The fire broke out at the Al-Hussein hospital in the southern city of Nasiriya late on Monday and was brought under control by civil defense teams.
A medical source with the health directorate told AFP news agency the “main reason behind the fire… was the explosion of oxygen tanks”.
Blaze at Nasiriya hospital’s coronavirus ward is second to hit a COVID unit at an Iraqi hospital in three months, according to Aljazeera.
Health sources told Reuters news agency the death toll could rise as many patients were still missing.

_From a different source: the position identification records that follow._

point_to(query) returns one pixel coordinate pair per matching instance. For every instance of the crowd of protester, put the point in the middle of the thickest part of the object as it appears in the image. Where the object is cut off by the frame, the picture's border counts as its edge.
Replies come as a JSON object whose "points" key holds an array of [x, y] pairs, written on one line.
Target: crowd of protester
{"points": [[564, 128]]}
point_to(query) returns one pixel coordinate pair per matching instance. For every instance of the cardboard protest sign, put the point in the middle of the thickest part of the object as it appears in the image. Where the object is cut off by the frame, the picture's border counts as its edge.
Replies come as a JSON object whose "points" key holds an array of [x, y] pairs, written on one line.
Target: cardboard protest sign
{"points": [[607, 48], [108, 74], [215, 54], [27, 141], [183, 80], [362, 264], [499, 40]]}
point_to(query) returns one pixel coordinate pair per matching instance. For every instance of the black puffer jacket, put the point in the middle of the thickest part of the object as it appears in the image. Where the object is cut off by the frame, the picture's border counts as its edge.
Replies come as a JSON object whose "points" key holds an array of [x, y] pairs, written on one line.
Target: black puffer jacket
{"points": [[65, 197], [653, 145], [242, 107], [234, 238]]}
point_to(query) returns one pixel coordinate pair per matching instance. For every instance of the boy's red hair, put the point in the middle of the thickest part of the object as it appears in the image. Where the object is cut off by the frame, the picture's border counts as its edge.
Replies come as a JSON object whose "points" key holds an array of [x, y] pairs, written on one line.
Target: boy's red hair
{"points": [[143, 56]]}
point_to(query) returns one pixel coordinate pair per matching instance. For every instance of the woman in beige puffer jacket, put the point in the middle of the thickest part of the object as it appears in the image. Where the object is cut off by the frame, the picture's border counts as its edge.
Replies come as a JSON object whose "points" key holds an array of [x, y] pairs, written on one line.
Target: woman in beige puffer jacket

Two health workers were among the dead, they said.
Health officials at Nasiriya said search operations at the hospital were continuing, but that thick smoke was making it difficult to enter some of the burnt-out wards.
Footage shared online showed thick clouds of smoke billowing from the hospital buildings.
Al Jazeera’s Mahmoud Abdelwahed, reporting from Baghdad, said family members and city residents had rushed to the scene.
Iraqi Prime Minister Mustafa al-Kadhimi also declared a state of emergency in the governorate of Dhi Qar, where Nasiriya is located, Abdelwahed reported.
In a tweet, al-Kadhimi said that his office was holding an emergency meeting to discuss “the causes and repercussions” of the incident.
Earlier on Monday, a minor fire broke out at the health ministry’s headquarters in Baghdad, but it was quickly contained and no fatalities were recorded.
The blaze at the Nasiriya hospital is the second such tragedy this year.
In April, a fire at a Baghdad COVID-19 hospital sparked by the explosion of badly stored oxygen cylinders killed 82 people and injured 110 others.
Many of the victims were on respirators being treated for COVID-19 and were burned or suffocated in the resulting inferno that spread rapidly through the hospital, where dozens of relatives were visiting patients in the intensive care unit.
The then-health minister, Hassan al-Tamimi, resigned.
Iraq has recorded more than 1.4 million coronavirus cases and more than 17,000 deaths.